An article appearing in the Wall Street Journal this morning says that an iPhone user’s location data – their coordinates and some timestamps – is automatically collected by the phones, regardless of whether the location-sharing feature on the phone is turned on or off.
The revelation comes after two developers released an iPhone app that maps the information that an iPhone records about a user’s movements. The app doesn’t record anything itself, it only displays files that are already on the iPhone. According to Alasdair Allan and Pete Warden, the developers who made the iPhone app, there are at least two problems with the iPhone collecting location data:
The most immediate problem is that this data is stored in an easily-readable form on your machine. Any other program you run or user with access to your machine can look through it.
The more fundamental problem is that Apple are collecting this information at all. Cell-phone providers collect similar data almost inevitably as part of their operations, but it’s kept behind their firewall. It normally requires a court order to gain access to it, whereas this is available to anyone who can get their hands on your phone or computer.
By passively logging your location without your permission, Apple have made it possible for anyone from a jealous spouse to a private investigator to get a detailed picture of your movements.

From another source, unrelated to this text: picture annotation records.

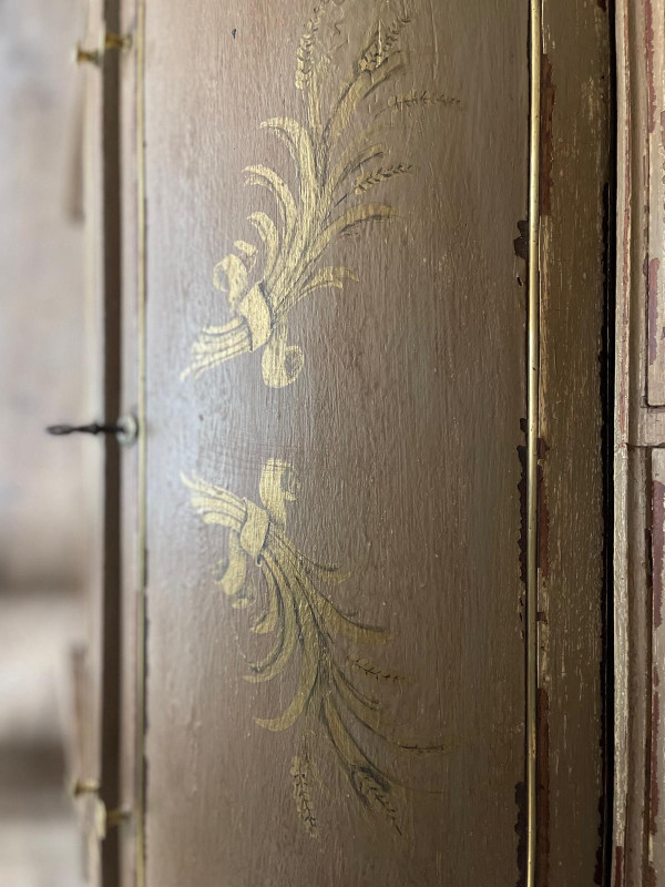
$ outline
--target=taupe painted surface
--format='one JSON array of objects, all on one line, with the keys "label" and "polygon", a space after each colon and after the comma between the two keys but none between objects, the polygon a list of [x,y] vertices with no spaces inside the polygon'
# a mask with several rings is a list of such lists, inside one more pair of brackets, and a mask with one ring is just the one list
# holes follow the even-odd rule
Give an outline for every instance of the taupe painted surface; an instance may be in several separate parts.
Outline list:
[{"label": "taupe painted surface", "polygon": [[613,884],[663,874],[663,7],[617,3]]},{"label": "taupe painted surface", "polygon": [[[289,345],[305,358],[291,385],[267,387],[257,354],[181,381],[201,328],[231,319],[214,265],[255,239],[249,213],[273,212],[243,169],[265,163],[295,186],[288,152],[259,123],[305,113],[294,71],[309,14],[286,0],[147,10],[147,884],[503,887],[518,879],[524,743],[524,290],[512,242],[526,206],[526,8],[413,3],[407,73],[351,125],[413,90],[459,100],[385,112],[389,162],[412,170],[376,200],[400,217],[330,247],[329,264],[359,281],[290,312]],[[372,2],[330,4],[329,78],[377,14]],[[408,682],[365,686],[402,734],[447,746],[407,755],[405,779],[428,791],[406,793],[401,837],[364,813],[317,734],[313,839],[289,773],[299,723],[254,723],[288,705],[297,659],[275,681],[243,680],[257,641],[214,582],[229,532],[201,522],[180,472],[260,504],[270,458],[299,476],[286,504],[294,544],[349,572],[328,593],[395,633],[356,656]]]},{"label": "taupe painted surface", "polygon": [[602,392],[611,22],[543,6],[539,884],[603,883]]}]

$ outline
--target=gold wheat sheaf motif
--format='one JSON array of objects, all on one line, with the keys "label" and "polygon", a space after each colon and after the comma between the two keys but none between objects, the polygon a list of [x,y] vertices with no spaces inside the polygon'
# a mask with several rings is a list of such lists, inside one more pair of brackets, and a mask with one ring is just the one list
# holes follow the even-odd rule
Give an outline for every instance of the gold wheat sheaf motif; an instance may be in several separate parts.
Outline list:
[{"label": "gold wheat sheaf motif", "polygon": [[[295,85],[303,92],[307,122],[273,118],[260,124],[286,143],[297,194],[268,166],[245,169],[246,184],[266,188],[277,213],[275,217],[263,211],[252,213],[248,221],[260,246],[236,241],[235,252],[215,266],[213,284],[227,293],[232,317],[222,326],[202,329],[183,378],[198,377],[226,360],[263,349],[265,384],[282,388],[294,383],[304,355],[299,346],[288,344],[290,309],[317,290],[342,289],[348,281],[358,282],[350,268],[324,264],[326,254],[342,235],[396,215],[386,203],[352,204],[355,197],[412,171],[406,162],[380,163],[388,152],[380,136],[390,131],[391,123],[365,126],[346,147],[340,147],[340,141],[359,106],[405,68],[400,39],[411,14],[402,10],[376,23],[349,78],[336,98],[326,102],[324,112],[323,84],[330,59],[320,50],[319,32],[329,7],[330,0],[323,0],[314,9],[296,52]],[[427,91],[419,96],[393,96],[383,110],[440,101]]]},{"label": "gold wheat sheaf motif", "polygon": [[[245,680],[275,680],[287,666],[299,669],[293,700],[276,717],[255,717],[269,731],[300,726],[298,753],[290,775],[298,816],[311,837],[318,835],[313,787],[316,771],[309,740],[323,736],[349,781],[352,795],[369,814],[380,815],[401,834],[400,803],[405,786],[371,748],[377,744],[389,755],[441,752],[398,737],[389,728],[382,704],[372,695],[372,682],[395,685],[403,679],[382,671],[365,656],[352,656],[354,648],[380,646],[390,640],[380,626],[344,613],[324,591],[349,579],[336,565],[306,558],[286,529],[286,504],[297,499],[298,485],[290,465],[269,460],[262,472],[258,506],[248,499],[201,479],[183,481],[191,490],[192,507],[209,524],[228,530],[228,557],[218,584],[236,609],[252,608],[250,631],[272,635],[269,652],[249,663]],[[248,581],[256,569],[260,581]],[[364,679],[359,681],[358,677]]]}]

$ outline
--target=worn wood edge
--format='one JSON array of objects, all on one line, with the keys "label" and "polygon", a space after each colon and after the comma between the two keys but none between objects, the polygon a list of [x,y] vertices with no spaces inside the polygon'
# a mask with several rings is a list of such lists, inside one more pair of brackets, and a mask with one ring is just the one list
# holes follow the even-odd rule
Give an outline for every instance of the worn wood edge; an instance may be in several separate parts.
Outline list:
[{"label": "worn wood edge", "polygon": [[[652,453],[665,414],[647,402],[651,0],[617,0],[616,373],[614,435],[614,887],[661,883],[652,867],[654,762]],[[651,41],[651,44],[649,44]],[[653,61],[652,61],[653,64]],[[663,98],[663,96],[661,96]],[[658,448],[658,450],[655,450]],[[662,530],[662,528],[659,528]],[[657,786],[656,786],[657,788]]]}]

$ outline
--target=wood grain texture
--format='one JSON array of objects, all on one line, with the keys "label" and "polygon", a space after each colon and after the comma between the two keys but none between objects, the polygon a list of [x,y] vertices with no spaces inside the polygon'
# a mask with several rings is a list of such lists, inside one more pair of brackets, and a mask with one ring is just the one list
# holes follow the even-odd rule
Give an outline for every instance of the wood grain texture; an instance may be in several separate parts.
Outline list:
[{"label": "wood grain texture", "polygon": [[657,885],[662,674],[663,8],[617,3],[615,885]]},{"label": "wood grain texture", "polygon": [[[334,83],[372,21],[381,14],[388,34],[399,10],[329,6],[320,39]],[[518,879],[525,405],[512,241],[526,205],[526,10],[415,2],[411,12],[408,65],[350,128],[387,115],[383,169],[412,170],[372,191],[385,188],[399,218],[331,247],[330,264],[359,281],[289,313],[289,344],[305,361],[275,388],[254,353],[180,376],[200,330],[229,320],[213,267],[235,241],[252,242],[250,213],[273,211],[269,195],[244,186],[243,169],[265,163],[296,188],[288,151],[259,124],[305,113],[294,75],[311,9],[196,0],[147,10],[149,885]],[[422,90],[459,103],[399,98]],[[260,504],[272,458],[299,477],[286,504],[297,550],[347,571],[336,603],[395,635],[377,655],[408,681],[381,691],[387,713],[447,746],[403,764],[412,788],[401,837],[358,812],[315,736],[313,839],[298,818],[308,802],[294,783],[297,724],[273,733],[254,723],[289,704],[298,670],[243,680],[257,646],[214,582],[229,533],[201,522],[180,472]]]},{"label": "wood grain texture", "polygon": [[602,363],[611,23],[543,4],[539,488],[540,885],[601,884]]}]

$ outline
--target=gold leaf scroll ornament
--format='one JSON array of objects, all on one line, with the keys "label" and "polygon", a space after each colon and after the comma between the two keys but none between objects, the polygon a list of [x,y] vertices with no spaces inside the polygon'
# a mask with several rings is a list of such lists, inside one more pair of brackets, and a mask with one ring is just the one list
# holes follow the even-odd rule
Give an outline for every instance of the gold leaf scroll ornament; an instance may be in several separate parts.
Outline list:
[{"label": "gold leaf scroll ornament", "polygon": [[[309,737],[318,736],[332,747],[362,808],[381,815],[401,834],[399,802],[403,786],[377,762],[377,746],[392,753],[434,752],[442,746],[398,738],[388,730],[381,702],[358,683],[364,675],[383,673],[368,660],[350,656],[347,645],[380,645],[389,634],[344,613],[321,589],[344,582],[348,575],[335,565],[306,558],[287,536],[286,506],[295,502],[298,493],[291,466],[278,459],[265,465],[260,506],[200,479],[183,480],[203,521],[228,530],[228,557],[218,584],[235,608],[254,609],[253,632],[273,638],[269,652],[249,663],[245,680],[269,682],[287,665],[299,669],[298,686],[286,708],[277,716],[254,720],[273,732],[296,723],[301,726],[291,776],[298,815],[307,833],[313,837],[318,834],[309,747]],[[253,568],[262,579],[256,597],[252,597],[248,589],[253,587],[247,582]],[[300,655],[294,656],[297,650]]]},{"label": "gold leaf scroll ornament", "polygon": [[[274,118],[260,124],[286,143],[296,179],[294,194],[285,180],[265,165],[245,169],[247,185],[265,188],[276,215],[257,211],[248,216],[260,242],[236,241],[235,252],[214,271],[214,285],[227,293],[232,319],[206,326],[192,346],[192,363],[183,377],[201,376],[226,360],[263,349],[262,373],[274,388],[290,385],[303,369],[300,347],[288,345],[287,317],[306,296],[320,289],[341,289],[346,281],[358,281],[341,265],[323,265],[324,255],[339,239],[369,222],[396,215],[383,203],[352,204],[375,186],[411,171],[408,163],[366,170],[388,149],[379,134],[388,124],[371,124],[341,147],[356,111],[380,86],[402,69],[400,38],[411,18],[406,12],[388,23],[379,20],[346,80],[324,109],[324,74],[329,57],[318,48],[319,28],[328,11],[325,0],[307,22],[296,57],[296,86],[304,94],[307,122]],[[319,51],[317,51],[319,50]],[[352,205],[350,205],[352,204]],[[259,267],[257,268],[257,265]]]}]

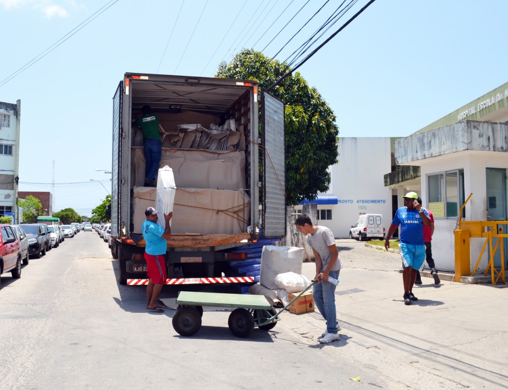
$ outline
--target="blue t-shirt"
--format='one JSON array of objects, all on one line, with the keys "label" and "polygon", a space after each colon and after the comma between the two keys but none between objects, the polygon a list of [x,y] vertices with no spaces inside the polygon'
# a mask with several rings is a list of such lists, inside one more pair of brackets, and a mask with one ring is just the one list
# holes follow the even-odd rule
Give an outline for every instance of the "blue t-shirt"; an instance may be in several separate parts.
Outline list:
[{"label": "blue t-shirt", "polygon": [[168,248],[165,238],[161,236],[164,234],[164,229],[154,222],[147,219],[141,225],[141,231],[146,246],[145,250],[148,254],[165,254]]},{"label": "blue t-shirt", "polygon": [[[423,207],[422,210],[429,217],[429,213]],[[400,242],[415,245],[423,245],[423,221],[416,209],[409,210],[407,207],[401,207],[397,210],[392,224],[400,225]]]}]

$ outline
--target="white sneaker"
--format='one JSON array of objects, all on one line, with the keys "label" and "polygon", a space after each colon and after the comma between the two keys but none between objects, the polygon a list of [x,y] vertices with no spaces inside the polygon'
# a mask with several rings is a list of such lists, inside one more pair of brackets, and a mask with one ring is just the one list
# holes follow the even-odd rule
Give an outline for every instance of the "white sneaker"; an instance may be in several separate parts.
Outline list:
[{"label": "white sneaker", "polygon": [[323,337],[320,339],[319,342],[321,344],[327,344],[332,341],[337,341],[340,340],[340,336],[338,333],[327,333]]},{"label": "white sneaker", "polygon": [[[340,327],[340,326],[339,325],[338,323],[337,323],[337,332],[340,332],[342,330],[342,329]],[[320,336],[318,338],[318,340],[321,340],[321,339],[322,339],[323,337],[324,337],[325,336],[326,336],[326,334],[328,333],[328,332],[327,332],[326,331],[325,331],[325,332],[324,332],[323,333],[323,334],[321,335],[321,336]]]}]

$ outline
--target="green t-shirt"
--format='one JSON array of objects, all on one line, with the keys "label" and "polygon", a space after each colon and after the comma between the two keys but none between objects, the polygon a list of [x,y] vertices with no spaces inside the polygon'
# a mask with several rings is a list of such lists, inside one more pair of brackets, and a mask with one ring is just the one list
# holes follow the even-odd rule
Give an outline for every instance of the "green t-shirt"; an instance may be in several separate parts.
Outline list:
[{"label": "green t-shirt", "polygon": [[158,117],[157,115],[147,114],[138,119],[136,123],[143,130],[143,138],[144,139],[151,138],[161,140],[158,132]]}]

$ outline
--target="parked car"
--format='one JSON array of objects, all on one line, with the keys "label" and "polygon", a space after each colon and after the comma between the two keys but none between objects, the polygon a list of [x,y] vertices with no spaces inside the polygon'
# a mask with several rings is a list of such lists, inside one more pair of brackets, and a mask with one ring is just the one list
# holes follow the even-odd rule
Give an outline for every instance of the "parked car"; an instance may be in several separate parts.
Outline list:
[{"label": "parked car", "polygon": [[46,254],[46,235],[40,223],[21,223],[19,225],[28,238],[28,253],[40,258]]},{"label": "parked car", "polygon": [[66,237],[74,237],[74,230],[72,229],[71,225],[62,225],[62,230],[64,231],[64,234]]},{"label": "parked car", "polygon": [[350,238],[366,241],[372,238],[383,240],[386,231],[383,226],[380,214],[364,214],[358,217],[358,221],[351,226]]},{"label": "parked car", "polygon": [[13,225],[12,228],[19,241],[19,251],[21,254],[23,264],[26,265],[28,264],[28,238],[19,225]]},{"label": "parked car", "polygon": [[48,230],[49,231],[49,236],[51,238],[51,245],[53,248],[56,248],[60,245],[60,233],[58,228],[55,227],[55,225],[49,225]]},{"label": "parked car", "polygon": [[[13,228],[5,223],[0,224],[0,274],[11,271],[12,277],[21,276],[21,255],[19,241]],[[0,279],[0,288],[2,281]]]},{"label": "parked car", "polygon": [[108,225],[108,227],[104,231],[104,242],[109,242],[109,236],[111,234],[111,225]]},{"label": "parked car", "polygon": [[65,240],[65,235],[64,234],[64,230],[60,225],[53,225],[58,231],[58,242],[61,243]]},{"label": "parked car", "polygon": [[49,229],[48,228],[48,225],[45,223],[40,223],[39,224],[41,225],[44,236],[46,236],[46,250],[47,251],[51,250],[53,246],[51,245],[51,236],[49,234]]}]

In response to U.S. Congressional inquiries in 2010 about the privacy of user’s location data, Apple wrote that “location data will not be collected at all for users who have location services turned off.” Today’s article in the WSJ reports that this is not, in fact, the case. While the data may not be transmitted to Apple as it is when location services are on, it appears that regardless of whether location services are on or off, some location data is still collected in the iPhone.